A loss of momentum either side of half-time from the French team invited Munster back into the match. But when Arnold was in the bin, Munster scored just three points through Joey Carbery.

Still, Arnold is aware, and maybe the Toulouse squad, that four-times winners Leinster have more of a ruthless capacity to punish teams that drop tempo or players.

There is nothing between the teams, when you look at how much experience they have and how successful they have been in their competition and in the Heineken as well

“You can’t do that against a quality team like that,” says Arnold. “We played well for the first half, the first 35 minutes and then both sides of half-time we weren’t good enough and the card sort of changed it. Yeah, we’re under no illusions that a good 80-minute performance is needed.

“There is nothing between the teams, when you look at how much experience they have and how successful they have been in their competition and in the Heineken as well. They’re a class team and we know it’s going to be a challenge on Saturday.”

Another motivation for the 31-year-old is winning back-to-back trophies. Just four clubs have won successive championships but not Toulouse.

Leicester Tigers were first (2000-02) before Leinster did it (2010-12). Saracens then completed the double (2015-17), while Toulon have won it three years running (2012-15).

Opportunity

Toulouse have won the trophy five times, more than any other club, but never two years in a row. They had the opportunity almost 20 years ago, when they beat Perpignan in the 2003 final, the second of their wins, but were then beaten by London Wasps the following year in Twickenham before winning it a third time a year later.

“Last year was such a special year and I was lucky enough to do it alongside my brother and yeah, it was something that I’ll never forget,” says Arnold.

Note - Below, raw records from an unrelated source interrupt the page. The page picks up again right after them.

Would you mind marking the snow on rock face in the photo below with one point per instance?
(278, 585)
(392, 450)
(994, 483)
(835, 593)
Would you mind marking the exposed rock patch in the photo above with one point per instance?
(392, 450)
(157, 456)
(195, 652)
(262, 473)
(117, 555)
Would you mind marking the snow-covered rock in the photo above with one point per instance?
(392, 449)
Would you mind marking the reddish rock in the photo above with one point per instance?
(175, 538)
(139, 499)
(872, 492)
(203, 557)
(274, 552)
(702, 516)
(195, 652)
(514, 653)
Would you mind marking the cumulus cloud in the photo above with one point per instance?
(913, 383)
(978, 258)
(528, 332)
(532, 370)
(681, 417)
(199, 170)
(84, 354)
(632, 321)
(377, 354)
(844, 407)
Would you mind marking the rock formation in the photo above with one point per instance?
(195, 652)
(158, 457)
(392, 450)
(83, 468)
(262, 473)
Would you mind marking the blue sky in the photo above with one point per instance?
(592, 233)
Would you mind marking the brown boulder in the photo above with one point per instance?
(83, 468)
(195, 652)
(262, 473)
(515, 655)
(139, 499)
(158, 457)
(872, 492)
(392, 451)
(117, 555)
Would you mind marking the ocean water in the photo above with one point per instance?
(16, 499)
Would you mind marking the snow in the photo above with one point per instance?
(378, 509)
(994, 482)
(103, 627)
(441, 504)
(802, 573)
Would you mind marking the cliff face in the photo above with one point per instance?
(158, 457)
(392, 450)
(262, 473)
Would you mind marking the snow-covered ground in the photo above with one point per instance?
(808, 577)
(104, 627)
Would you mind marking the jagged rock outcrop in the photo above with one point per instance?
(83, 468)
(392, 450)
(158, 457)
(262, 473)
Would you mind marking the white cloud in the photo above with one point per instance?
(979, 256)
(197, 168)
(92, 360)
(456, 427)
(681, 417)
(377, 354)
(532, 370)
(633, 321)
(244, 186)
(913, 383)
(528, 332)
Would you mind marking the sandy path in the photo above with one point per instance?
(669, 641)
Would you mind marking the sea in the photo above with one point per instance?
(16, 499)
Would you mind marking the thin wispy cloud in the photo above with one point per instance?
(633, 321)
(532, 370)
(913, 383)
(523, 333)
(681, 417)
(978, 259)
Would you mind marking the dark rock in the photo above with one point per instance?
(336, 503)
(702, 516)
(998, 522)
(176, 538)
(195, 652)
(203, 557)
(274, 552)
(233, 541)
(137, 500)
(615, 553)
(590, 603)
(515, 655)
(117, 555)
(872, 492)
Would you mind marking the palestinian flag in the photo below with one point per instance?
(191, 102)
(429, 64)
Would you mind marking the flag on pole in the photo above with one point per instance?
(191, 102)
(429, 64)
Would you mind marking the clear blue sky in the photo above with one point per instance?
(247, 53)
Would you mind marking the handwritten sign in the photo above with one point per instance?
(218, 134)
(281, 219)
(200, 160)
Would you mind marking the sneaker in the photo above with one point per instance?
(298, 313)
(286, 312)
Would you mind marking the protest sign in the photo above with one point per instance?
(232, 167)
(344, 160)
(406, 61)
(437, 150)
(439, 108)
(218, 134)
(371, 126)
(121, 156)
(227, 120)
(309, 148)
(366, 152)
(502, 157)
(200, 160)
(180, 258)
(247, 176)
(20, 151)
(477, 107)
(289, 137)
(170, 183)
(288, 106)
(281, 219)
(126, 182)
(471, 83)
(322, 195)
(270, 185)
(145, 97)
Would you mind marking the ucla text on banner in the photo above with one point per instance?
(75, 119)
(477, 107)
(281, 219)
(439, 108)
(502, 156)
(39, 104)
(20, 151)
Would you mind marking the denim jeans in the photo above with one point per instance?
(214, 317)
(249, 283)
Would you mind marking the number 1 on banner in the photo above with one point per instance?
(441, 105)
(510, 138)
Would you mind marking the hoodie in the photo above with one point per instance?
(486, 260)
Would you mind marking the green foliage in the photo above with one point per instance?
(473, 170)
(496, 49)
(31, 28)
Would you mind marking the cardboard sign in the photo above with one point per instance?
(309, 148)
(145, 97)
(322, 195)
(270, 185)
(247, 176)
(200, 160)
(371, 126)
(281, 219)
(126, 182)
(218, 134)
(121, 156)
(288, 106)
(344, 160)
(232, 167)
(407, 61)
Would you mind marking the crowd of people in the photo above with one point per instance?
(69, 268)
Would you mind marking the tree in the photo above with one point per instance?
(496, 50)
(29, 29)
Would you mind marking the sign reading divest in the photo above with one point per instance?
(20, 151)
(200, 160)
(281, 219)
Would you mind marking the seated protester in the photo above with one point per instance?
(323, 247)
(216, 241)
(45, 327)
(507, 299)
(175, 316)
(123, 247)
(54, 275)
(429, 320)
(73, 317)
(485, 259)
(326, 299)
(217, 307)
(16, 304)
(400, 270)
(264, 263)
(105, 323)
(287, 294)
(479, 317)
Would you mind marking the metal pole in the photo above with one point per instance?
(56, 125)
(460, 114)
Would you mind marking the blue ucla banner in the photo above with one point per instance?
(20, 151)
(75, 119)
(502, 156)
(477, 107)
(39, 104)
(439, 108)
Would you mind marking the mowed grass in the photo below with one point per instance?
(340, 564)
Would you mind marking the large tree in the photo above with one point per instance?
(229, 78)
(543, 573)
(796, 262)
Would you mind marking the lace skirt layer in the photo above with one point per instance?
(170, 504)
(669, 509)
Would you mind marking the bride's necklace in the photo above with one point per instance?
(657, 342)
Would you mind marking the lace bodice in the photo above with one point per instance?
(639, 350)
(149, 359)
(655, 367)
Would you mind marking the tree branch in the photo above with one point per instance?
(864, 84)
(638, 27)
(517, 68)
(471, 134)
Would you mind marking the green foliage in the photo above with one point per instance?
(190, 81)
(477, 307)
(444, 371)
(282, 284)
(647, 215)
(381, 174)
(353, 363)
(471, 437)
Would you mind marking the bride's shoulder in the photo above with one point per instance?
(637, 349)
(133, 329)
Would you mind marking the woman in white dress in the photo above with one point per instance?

“But that was last year now, and we’re in a similar position this year. We’ve got a couple to go and we’re under no illusions to how big this weekend is for us if we want to do it again. I think this weekend is going to be the biggest test for us.”

Win and they are just one away from six European titles.

“Yeah, pretty special if you think about it,” he says. “But we can’t get too far ahead of ourselves. We know how big the challenge is awaiting us.

“To be the best, you’ve got to beat the best, and we’ve definitely had some tough teams on the way to this semi-final. It’s no different this weekend, they’re a world-class team.”

With 22 Australian caps, he was once one of the highest-paid Australian players. Quite the journey from no boots with his brother Richie playing with “the Gentlemen of Murwillumbah”.